26 January 2012

Thursday's truths.

Today's post will be similar to the "Tuesday's 10" that I've been reading on other blogs.  I don't want to put a constraint on what I share/don't share.  I think that my "truths" will give a glimpse of what my days consist of, what I'm thinking that day, some insight into my personality that doesn't come out often.  Enjoy the "truths."

1. I don't normally like coffee.  The smell of it makes me gag.  Literally.  It's horrible.  The smell of coffee beans roasting is even worse.  I'm not sure how I survived at Caribou Coffee Company for as long as I did.  (I loved that job, btw). That being said, we recently invested in a Keurig.  It's the best thing, EVAR. I love that I can quickly brew tea, make a cup of hot chocolate and even brew hot tea over ICE.  It has cut down the time I spend brewing tea.  My drink of choice has been half Caribou blend, half dark hot chocolate.  It still smells disgusting, but it tastes so good!

2. I've been slacking in the laundry department for a couple of weeks.  I don't know if it's because I've been sick that long or I'm just being lazy.  I do what needs to be done and leave the rest for the next laundry day.  It annoys me, but, I'm in a funk and can't snap out of it.

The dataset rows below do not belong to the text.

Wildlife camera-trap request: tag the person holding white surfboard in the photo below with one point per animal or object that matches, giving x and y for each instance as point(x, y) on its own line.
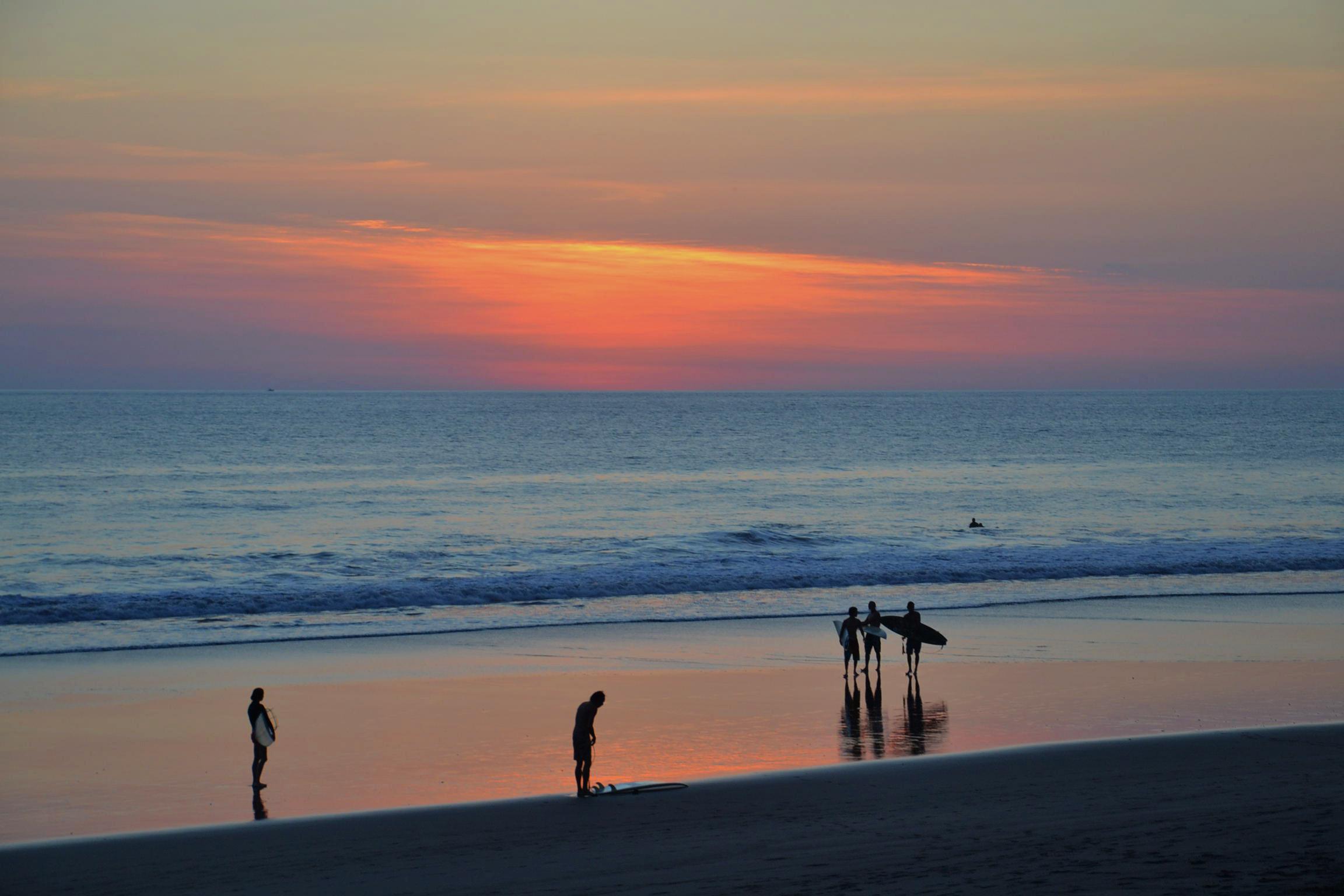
point(873, 642)
point(262, 734)
point(912, 640)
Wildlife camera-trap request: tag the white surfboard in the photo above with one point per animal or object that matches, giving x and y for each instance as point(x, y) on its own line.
point(261, 731)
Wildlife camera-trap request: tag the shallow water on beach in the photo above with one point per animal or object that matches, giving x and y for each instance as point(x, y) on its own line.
point(148, 519)
point(130, 741)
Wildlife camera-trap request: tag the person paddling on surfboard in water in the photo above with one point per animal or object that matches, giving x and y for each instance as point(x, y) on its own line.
point(850, 633)
point(256, 711)
point(912, 640)
point(872, 642)
point(584, 739)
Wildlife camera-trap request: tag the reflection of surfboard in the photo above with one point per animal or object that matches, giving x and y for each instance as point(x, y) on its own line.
point(925, 635)
point(262, 733)
point(639, 788)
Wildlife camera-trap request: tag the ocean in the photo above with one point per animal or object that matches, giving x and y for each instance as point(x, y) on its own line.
point(155, 519)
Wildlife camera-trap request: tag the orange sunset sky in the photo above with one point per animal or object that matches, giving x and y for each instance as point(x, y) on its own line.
point(671, 195)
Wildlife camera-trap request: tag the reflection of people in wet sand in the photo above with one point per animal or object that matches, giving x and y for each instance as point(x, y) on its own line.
point(257, 711)
point(584, 739)
point(872, 642)
point(851, 731)
point(877, 724)
point(850, 633)
point(925, 727)
point(912, 640)
point(914, 718)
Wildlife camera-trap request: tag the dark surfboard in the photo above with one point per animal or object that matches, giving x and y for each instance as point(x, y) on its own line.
point(642, 788)
point(923, 636)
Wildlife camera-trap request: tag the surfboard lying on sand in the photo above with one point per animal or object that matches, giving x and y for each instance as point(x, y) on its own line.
point(925, 635)
point(638, 788)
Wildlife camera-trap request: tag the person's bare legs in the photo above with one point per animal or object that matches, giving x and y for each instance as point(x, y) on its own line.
point(258, 764)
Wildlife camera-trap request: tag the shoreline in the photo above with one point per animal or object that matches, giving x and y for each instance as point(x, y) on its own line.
point(765, 777)
point(752, 605)
point(1159, 813)
point(463, 718)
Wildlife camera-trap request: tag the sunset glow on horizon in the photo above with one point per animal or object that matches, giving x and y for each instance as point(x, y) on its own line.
point(496, 197)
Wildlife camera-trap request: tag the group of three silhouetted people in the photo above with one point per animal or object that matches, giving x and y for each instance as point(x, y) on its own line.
point(852, 629)
point(585, 734)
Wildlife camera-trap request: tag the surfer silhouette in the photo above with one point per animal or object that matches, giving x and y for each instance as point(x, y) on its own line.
point(872, 642)
point(912, 639)
point(584, 739)
point(850, 633)
point(258, 720)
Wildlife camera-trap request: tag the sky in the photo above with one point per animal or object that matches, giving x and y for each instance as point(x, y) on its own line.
point(999, 194)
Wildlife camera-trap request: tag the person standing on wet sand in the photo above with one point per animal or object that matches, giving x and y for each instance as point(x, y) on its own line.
point(912, 639)
point(257, 711)
point(584, 739)
point(872, 642)
point(850, 633)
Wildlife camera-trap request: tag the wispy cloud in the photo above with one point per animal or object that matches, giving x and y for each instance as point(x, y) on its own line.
point(607, 313)
point(983, 90)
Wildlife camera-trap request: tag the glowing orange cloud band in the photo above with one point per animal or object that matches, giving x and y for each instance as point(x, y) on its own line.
point(593, 313)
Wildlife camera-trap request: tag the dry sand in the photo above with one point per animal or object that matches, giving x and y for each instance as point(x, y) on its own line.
point(1227, 812)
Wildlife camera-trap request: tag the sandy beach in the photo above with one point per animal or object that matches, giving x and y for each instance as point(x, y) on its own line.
point(1229, 812)
point(125, 742)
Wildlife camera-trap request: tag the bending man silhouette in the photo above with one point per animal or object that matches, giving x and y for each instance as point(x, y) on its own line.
point(584, 739)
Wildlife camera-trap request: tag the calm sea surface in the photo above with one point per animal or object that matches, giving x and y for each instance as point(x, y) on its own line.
point(144, 519)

3. I pray for Lola to take long naps.  It maximizes my lazy time.  This is horrible.  Why do I torture myself this way? I should be spending as much time as possible playing with her.  I am hoping that this "depressive" funk passes soon.  I know that my family is hoping the same thing.  It's bound to get better, right?

4. I love spending time with my lovebugs; all of us together.  It's the highlight of my week.  It's the biggest bit of sunshine in my life.

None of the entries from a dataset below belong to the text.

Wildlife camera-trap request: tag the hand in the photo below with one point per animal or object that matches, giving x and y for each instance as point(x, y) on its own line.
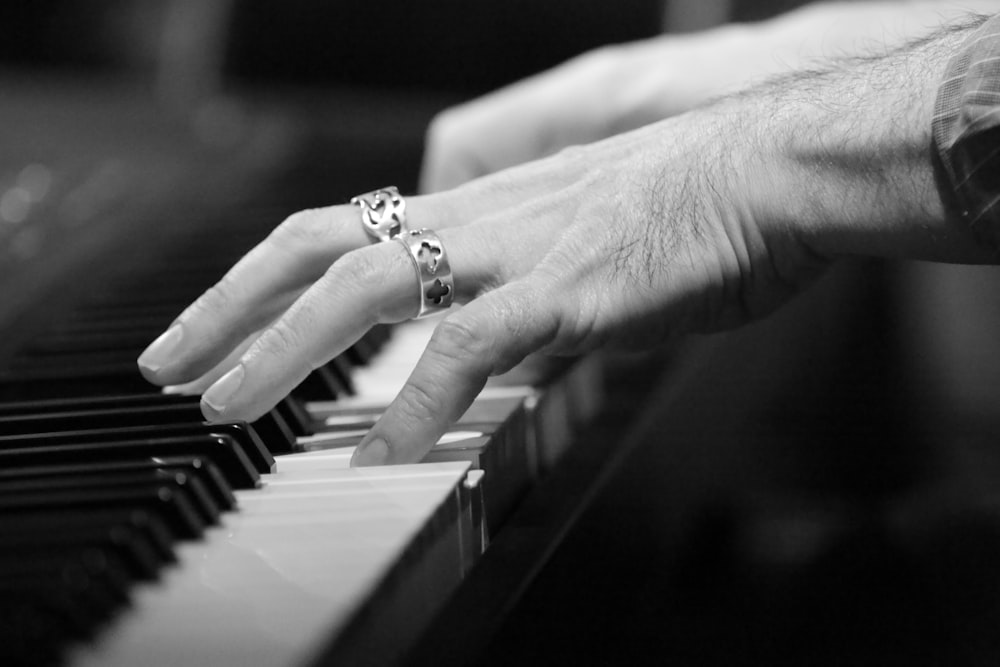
point(591, 97)
point(637, 238)
point(623, 87)
point(691, 224)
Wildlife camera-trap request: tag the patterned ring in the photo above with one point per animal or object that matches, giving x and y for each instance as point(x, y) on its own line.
point(437, 286)
point(383, 213)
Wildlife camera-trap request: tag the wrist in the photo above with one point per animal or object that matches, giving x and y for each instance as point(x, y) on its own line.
point(843, 159)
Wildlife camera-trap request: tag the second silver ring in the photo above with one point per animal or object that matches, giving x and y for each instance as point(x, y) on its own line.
point(437, 285)
point(383, 213)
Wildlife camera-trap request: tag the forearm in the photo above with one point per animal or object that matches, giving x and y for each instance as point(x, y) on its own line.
point(844, 156)
point(665, 75)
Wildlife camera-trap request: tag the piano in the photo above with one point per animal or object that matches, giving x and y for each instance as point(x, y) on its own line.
point(760, 497)
point(134, 532)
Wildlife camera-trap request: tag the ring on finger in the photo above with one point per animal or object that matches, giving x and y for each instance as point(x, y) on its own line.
point(437, 285)
point(383, 213)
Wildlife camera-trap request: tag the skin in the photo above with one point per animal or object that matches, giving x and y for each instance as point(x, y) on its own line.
point(625, 86)
point(695, 223)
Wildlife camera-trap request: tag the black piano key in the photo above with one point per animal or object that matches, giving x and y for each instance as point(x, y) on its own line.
point(174, 415)
point(222, 450)
point(173, 504)
point(142, 538)
point(275, 431)
point(203, 503)
point(209, 474)
point(295, 415)
point(323, 384)
point(130, 546)
point(238, 432)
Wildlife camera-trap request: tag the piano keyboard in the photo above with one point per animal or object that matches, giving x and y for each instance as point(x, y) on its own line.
point(134, 533)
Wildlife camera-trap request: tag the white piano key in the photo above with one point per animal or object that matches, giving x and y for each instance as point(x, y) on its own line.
point(293, 565)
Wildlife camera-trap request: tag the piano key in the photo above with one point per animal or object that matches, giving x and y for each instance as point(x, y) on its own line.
point(133, 547)
point(201, 500)
point(244, 437)
point(321, 546)
point(221, 449)
point(209, 474)
point(170, 502)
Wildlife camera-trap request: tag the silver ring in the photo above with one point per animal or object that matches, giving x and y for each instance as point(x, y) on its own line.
point(437, 286)
point(383, 213)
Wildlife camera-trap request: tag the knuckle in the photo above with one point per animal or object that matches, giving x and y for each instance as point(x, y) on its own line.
point(459, 338)
point(419, 401)
point(303, 230)
point(216, 299)
point(358, 268)
point(280, 340)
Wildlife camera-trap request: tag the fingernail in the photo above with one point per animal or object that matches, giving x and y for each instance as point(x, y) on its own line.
point(372, 453)
point(160, 350)
point(218, 395)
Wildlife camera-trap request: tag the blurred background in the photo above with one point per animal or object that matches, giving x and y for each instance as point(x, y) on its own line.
point(831, 493)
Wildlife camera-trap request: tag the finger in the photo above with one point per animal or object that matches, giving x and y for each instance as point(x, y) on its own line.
point(521, 122)
point(274, 274)
point(376, 284)
point(199, 385)
point(254, 292)
point(486, 337)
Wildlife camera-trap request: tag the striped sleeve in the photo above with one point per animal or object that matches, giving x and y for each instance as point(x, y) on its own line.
point(966, 129)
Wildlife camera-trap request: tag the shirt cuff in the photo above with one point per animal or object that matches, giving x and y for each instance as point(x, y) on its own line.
point(966, 129)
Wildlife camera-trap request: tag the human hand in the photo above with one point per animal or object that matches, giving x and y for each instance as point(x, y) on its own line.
point(637, 238)
point(622, 87)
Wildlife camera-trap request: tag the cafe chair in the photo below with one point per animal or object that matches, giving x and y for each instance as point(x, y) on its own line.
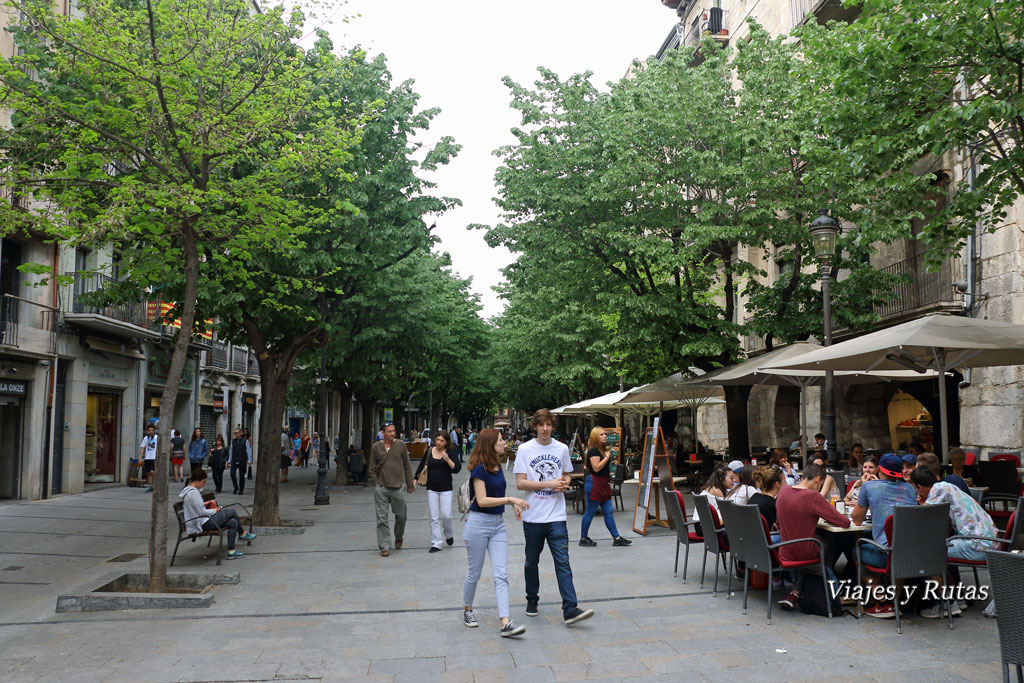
point(749, 536)
point(1006, 570)
point(685, 530)
point(1011, 539)
point(714, 538)
point(916, 549)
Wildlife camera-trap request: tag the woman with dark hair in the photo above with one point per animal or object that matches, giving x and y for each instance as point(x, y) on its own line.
point(218, 461)
point(440, 467)
point(868, 472)
point(598, 489)
point(484, 531)
point(198, 449)
point(717, 485)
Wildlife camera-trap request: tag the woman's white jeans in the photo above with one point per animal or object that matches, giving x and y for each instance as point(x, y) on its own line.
point(484, 535)
point(440, 515)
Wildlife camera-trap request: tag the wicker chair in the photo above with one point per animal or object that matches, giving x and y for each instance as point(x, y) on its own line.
point(685, 534)
point(1007, 569)
point(749, 537)
point(714, 538)
point(916, 548)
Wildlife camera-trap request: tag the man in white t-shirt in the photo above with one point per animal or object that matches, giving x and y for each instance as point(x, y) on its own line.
point(147, 454)
point(542, 469)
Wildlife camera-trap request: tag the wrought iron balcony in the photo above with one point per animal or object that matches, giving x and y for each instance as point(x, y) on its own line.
point(924, 291)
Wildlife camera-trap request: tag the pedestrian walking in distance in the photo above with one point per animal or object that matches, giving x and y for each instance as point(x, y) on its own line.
point(543, 468)
point(484, 531)
point(389, 470)
point(440, 467)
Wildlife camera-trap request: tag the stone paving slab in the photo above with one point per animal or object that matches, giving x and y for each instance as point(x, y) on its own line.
point(324, 605)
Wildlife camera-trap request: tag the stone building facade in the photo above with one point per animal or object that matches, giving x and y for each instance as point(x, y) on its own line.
point(987, 411)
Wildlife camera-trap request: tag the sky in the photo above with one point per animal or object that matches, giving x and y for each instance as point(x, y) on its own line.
point(458, 51)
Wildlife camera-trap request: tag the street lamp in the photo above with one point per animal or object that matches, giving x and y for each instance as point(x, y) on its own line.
point(823, 230)
point(322, 497)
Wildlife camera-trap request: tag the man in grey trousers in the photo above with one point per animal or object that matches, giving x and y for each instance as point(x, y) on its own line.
point(389, 470)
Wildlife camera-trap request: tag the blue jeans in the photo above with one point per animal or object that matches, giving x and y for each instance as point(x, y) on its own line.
point(592, 508)
point(557, 536)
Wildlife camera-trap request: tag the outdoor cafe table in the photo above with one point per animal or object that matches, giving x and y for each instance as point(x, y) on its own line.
point(657, 499)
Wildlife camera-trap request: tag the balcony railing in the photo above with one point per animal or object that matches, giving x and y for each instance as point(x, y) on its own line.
point(713, 22)
point(8, 322)
point(216, 355)
point(923, 290)
point(240, 361)
point(134, 312)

So, today's "Thursday's truths" confronts my depression.  That's a self-diagnosis.  I haven't been formally diagnosed, but I think that this funk stems from grief.  And, until I can manage that grief, the depression will keep growing.  I pray that my family has the patience to walk through this with me.

1 comment:

  1. My love, your funk is my funk. We with weather it together, just like when I get into a funk. I am here for you and will always be.